One of the things we have to keep in mind is the influence of culture. For example, there are some cultures that embrace lying. During the time of Abraham, Isaac, and Rebekah, most of society was subject to the code of Hammurabi. As I looked at the information I had available about this code, it never addressed actual lying. Since lying is a moral issue that can easily operate in gray areas, one would have to assume that the seriousness of a lie would depend on how badly the conscience was affected by it.
In the case of King David in 1 Samuel 21, he was giving a false impression in order to save his life. Was his action a matter of wisdom or a lie? At this time the Ten Commandments were in place, but they simply dealt with lying in light of bearing false witness. Clearly, David was not breaking the commandments.
This brings us to the New Testament which declares all liars will not make it to heaven (Revelation 21:8). What constitutes a liar? Is it someone who walks in perpetual deception and rejects or refutes truth by insisting on a false reality?

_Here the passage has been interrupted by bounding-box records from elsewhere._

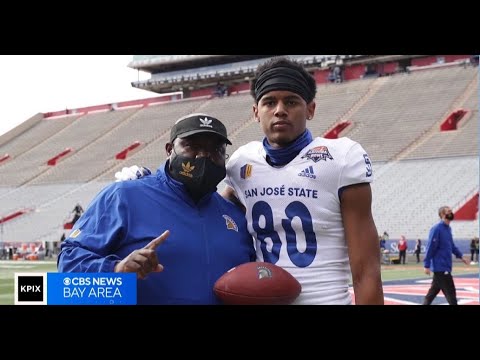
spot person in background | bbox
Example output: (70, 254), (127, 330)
(470, 237), (478, 265)
(423, 206), (468, 305)
(57, 114), (255, 305)
(71, 203), (84, 225)
(415, 239), (422, 264)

The Bible is clear that there is no darkness of deception in our God and that Satan is the liar, who also murders (John 8:44; Romans 3:4; 1 John 1:5-7). Lying is clearly opposite of God and falls in line with Satan. Is lying acceptable when it comes to protecting ourselves from persecution? The Bible tells us to rejoice if we are being persecuted for the sake of Christ and if we deny Christ before men, He will deny us before the Father (Matthew 10:32-33). Is lying acceptable when we are trying to ensure the right outcome? When it comes to God, it is not up to man to bring about the desired outcome, but up to God. Man’s responsibility at such times is to trust God with the matters of heaven, while being faithful in doing what he knows is right in his own life.
Finally, what about lying when it comes to protecting others? Jesus’ example shows us that when in a tough situation, the best thing to do is either remain silent or put the other person on the defense by asking questions. We never have to volunteer a truth in situations where the welfare of others is on the line, but we need wisdom to avoid lying about a matter. The Bible tells us that we do not have to worry about the type of answer we give because the Spirit of God will give us the words to say. Perhaps that is the answer to our dilemma when it comes to lying in precarious situations. Can we trust God’s Spirit and wisdom when it comes to preserving the truth regardless of the situation we might find ourselves in?
Truth and lies represent the black and white of reality, but there are times when the lines are fudged by the greys of emotions, confusion, fear, and uncertainty. We like to think that we would be one who would not betray truth, but the reality is we cannot know something for sure unless we have been tested in it. As a result, we cannot fairly judge those who may succumb to lies because of the situation, but we need to choose our battles wisely, while seeking the wisdom from above and trusting God with the details of the matter to preserve us in truth, maintain us with truth, and guide us with the wisdom of truth to speak what is necessary at the right time in an honorable manner.